Some use was made at times of the Lugg, a tributary of the Wye. In 1714 a sum of £1,200 was raised and £900 paid to a Mr. Chinn, who, instead of building locks at proper places, put up gates where bridges crossed the river. He built a wharf and basin at Eaton Bridge, Leominster, and barges conveyed goods to and from the town. The church bells were sent to Chepstow to be recast and returned with much navigational difficulty (Mr. Chinn is said to have absconded and his security was forced to repay some of the money).

After 1756 no further attempts were made at navigation from Leominster, though for a time cordwood and timber were conveyed downstream from Hampton Court. Coal was carried as far as Lugg Bridge mills in 1811 and when Tidnor Mill was to be sold in 1812 one of the main features was the facility of water carriage from the forge door via the Lugg and Wye to Chepstow and Bristol.

Through the notes of the meetings of the Committee for Improving the Navigation of the river Wye we can get some idea of the trade between Hereford and Gloucester. Imports to Hereford included cheese, coal and grates from Coalbrookdale; ironmongery from Birmingham and Sheffield; from Manchester goods and tea; from London, Bristol and Worcester goods, salt pottery, hemp, tiles, glass, bottles, deals, mahogany, wine, spirits and a variety of other goods to the extent of 15,700 tons. Exports from Hereford were wool, corn, meal, cider, timber and bark, 27,500 tons, all to Gloucester. In addition 9,000 tons of corn and meal with 2,000 tons of cider went to Bristol.

Piracy - or something like it - was not unknown on the river Wye. In March 1796, some barges carrying corn from Wilton to Bristol were boarded at Lydbrook by men and women from the Forest of Dean. After some negotiation the barges were allowed to continue the voyage, but one barge was detained near Joyford in the Forest of Dean and a large quantity of wheat and flour was carried off.

In March 1800, a mob stopped a barge at Redbrook, seized its cargo of wheat and flour, and sold it locally at 10s 6d per bushel.

A pleasure boat from Fownhope to Ross, Monmouth and Chepstow was also in operation, with fares from Fownhope to Ross being £1 5s 0d, Fownhope to Monmouth £2 12s 6d and Fownhope to Chepstow £4 4s 0d (Hereford Journal, 4th June 1806).

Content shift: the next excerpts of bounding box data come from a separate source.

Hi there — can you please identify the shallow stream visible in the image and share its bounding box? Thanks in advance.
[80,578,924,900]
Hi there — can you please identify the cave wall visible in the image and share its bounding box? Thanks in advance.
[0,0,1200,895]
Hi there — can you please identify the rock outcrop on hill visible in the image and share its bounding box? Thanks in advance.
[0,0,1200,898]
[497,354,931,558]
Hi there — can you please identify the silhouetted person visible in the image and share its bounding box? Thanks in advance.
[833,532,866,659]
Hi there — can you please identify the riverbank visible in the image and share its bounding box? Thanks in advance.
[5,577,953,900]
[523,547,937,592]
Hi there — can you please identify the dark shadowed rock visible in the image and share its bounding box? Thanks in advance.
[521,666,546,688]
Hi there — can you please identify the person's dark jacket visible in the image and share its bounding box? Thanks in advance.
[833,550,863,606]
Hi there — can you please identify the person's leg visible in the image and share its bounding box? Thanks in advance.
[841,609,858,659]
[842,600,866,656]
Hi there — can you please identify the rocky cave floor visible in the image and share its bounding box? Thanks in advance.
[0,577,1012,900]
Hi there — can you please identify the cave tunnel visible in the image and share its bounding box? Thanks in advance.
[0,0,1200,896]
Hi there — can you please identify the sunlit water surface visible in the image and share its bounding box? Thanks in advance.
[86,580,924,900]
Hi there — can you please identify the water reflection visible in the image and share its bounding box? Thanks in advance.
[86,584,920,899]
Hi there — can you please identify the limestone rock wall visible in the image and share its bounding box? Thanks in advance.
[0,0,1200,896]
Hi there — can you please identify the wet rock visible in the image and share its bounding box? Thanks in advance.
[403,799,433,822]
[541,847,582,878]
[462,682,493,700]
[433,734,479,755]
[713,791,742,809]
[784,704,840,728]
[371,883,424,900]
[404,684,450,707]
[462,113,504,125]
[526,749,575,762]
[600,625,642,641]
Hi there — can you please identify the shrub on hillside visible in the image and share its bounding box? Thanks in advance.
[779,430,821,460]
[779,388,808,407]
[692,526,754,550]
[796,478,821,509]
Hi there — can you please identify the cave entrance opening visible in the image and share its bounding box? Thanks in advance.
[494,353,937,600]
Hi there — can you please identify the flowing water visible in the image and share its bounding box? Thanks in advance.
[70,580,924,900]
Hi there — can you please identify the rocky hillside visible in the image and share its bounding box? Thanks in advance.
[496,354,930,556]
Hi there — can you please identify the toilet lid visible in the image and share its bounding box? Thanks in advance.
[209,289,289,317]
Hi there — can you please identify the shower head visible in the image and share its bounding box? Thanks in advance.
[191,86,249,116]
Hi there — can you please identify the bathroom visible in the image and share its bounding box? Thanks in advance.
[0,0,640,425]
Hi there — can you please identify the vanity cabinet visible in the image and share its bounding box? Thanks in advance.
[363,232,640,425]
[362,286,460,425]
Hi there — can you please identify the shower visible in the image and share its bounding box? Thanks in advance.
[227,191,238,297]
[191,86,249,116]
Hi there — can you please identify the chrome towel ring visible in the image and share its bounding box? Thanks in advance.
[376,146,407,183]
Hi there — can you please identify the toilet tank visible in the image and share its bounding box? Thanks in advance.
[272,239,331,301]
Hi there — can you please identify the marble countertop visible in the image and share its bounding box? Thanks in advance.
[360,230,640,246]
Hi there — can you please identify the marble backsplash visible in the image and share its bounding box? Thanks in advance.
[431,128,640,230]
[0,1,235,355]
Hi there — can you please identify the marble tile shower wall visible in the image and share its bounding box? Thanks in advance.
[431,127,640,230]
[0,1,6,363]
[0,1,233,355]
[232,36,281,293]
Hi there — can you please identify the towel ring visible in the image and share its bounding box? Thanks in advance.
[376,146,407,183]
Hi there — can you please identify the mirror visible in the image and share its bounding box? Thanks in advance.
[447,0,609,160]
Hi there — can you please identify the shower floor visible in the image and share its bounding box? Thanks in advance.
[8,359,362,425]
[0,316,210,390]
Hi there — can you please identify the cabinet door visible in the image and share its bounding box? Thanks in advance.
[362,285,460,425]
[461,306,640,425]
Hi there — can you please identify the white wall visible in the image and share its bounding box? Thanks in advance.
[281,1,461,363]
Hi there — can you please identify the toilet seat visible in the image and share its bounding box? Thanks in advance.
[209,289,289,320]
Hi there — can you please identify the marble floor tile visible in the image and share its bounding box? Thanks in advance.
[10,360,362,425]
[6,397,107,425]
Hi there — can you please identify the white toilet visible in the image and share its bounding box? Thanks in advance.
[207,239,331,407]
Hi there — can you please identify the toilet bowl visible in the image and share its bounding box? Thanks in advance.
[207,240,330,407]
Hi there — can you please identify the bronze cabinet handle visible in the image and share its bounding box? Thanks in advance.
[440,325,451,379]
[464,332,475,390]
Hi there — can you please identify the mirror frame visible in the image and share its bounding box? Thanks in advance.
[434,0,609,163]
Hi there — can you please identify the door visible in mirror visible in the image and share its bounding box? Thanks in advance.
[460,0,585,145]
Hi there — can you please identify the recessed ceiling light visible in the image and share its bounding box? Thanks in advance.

The Hereford Journal for 28th August 1805 mentions a meeting at Ross to consider a plan for a tow path along the banks of the river. In the same year another plan by Henry Price shows the river from Hereford to Tintern for presentation to Parliament when requesting powers for improving the river. In 1809 an Act was passed giving power to a corporate company to make a towing path between Hereford and Lybrook and to take tolls not exceeding 6d per mile for each horse. Prior to the path the produce for Hereford had been brought up by barge after a time of flood. The barges were flat bottomed, drawn by a string of men, and had a square sail for use in favourable winds. Those neglecting to pay the tolls were liable to a fine of £5.

In March 1809 a barge sank five miles from Ross but fortunately no lives were lost as another barge was nearby. Ten years later, at the end of December 1819, a barge capsized near Fownhope and three men lost their lives, along with a cargo of 25 tons of coal.

The navigation of the river Wye would have been a tempting prospect as it was an ideal route from the county town, Hereford, to the iron-rich areas in the south of the county and then over the border. However, the strong tides and unpredictability of the river meant that no navigation scheme on this river was ever truly successful.

(Information taken from I. Cohen, "Ship Building on the Wye", in Transactions of the Woolhope Naturalists' Field Club, Volume XXXVI Part I, 1958 pp. 75-79)

[Original author: Miranda Greene, 2005]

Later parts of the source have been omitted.